L’argent n’est pas le but en soi, mais un outil au service de l’entreprise et des travailleurs. Dans le groupe Terre, le capital de l’entreprise est majoritairement neutre. Il appartient au minimum à 51% à l’entreprise elle-même. Les travailleurs ont l’usufruit de ce capital. Ils peuvent décider à quoi sera affecté le résultat financier de leur entreprise. Il s’agit de mettre en place les mécanismes qui permettent à la majorité des travailleurs de participer aux décisions stratégiques, politiques ou opérationnelles, peu importe leur poids financier dans l’entreprise.

Oxygène

D’autre part, les salaires doivent être justes, décents et reconnaître l’implication de chacun. La politique salariale est transparente et concertée. L’argent est donc l’oxygène qui va enrichir le mélange énergétique.

Le troisième temps,  c’est l’empowerment.

Spark

L’empowerment, c’est l’étincelle qui met le feu au mélange.
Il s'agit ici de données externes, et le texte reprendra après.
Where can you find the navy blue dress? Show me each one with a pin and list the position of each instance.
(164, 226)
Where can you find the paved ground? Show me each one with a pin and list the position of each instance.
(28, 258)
En français, on traduit cela par le renforcement des capacités dans l’action. Prendre des décisions qui engagent l’entreprise n’est ni aisé ni courant. Il faut être en mesure de prendre du recul, être prêt à en débattre, s’informer et se sentir responsable. L’empowerment est le seul moyen qui amène toutes les personnes impliquées à acquérir les compétences et les capacités de participer en connaissance de cause.

Mais l’empowerment n’est pas qu’un moyen. Il est aussi  l’objectif de la gestion participative, puisque l’être humain y est au centre des préoccupations. Le monde du travail constitue un endroit approprié pour l’exercice de la citoyenneté à travers la prise de décision. Puisque chaque travailleur a la possibilité d’élargir son rôle de fournisseur de travail à celui de décideur, il s’approprie le monde qui l’entoure et devient un acteur pour le transformer, le rendre plus humain.

Le quatrième temps, ce sont les liens et la synchronisation entre tous les organes mécaniques et électriques.

On assimile parfois la gestion participative à l’anarchie. Or, la gestion participative en entreprise, ça ne s’improvise pas, ça s’organise. On ne décide pas n’importe quoi n’importe comment et n’importe quand. Cette organisation, ce sont les rouages, les courroies, les connexions, les câbles et les chaînes du moteur.

Des lieux clairs et précis de débat, de décision, d’évaluation, de concertation, de formation et d’information sont prévus. Des personnes et des équipes vérifient que les décisions qui ont été prises sont bien appliquées. En somme, la gestion participative en entreprise implique une gouvernance adaptée.  Cela oblige à innover sur des champs tels que la politique du personnel (GRH), les techniques d’animation, la conduite des Conseils d’administration, d’Assemblées générales ou de comités de prévention et de protection au travail.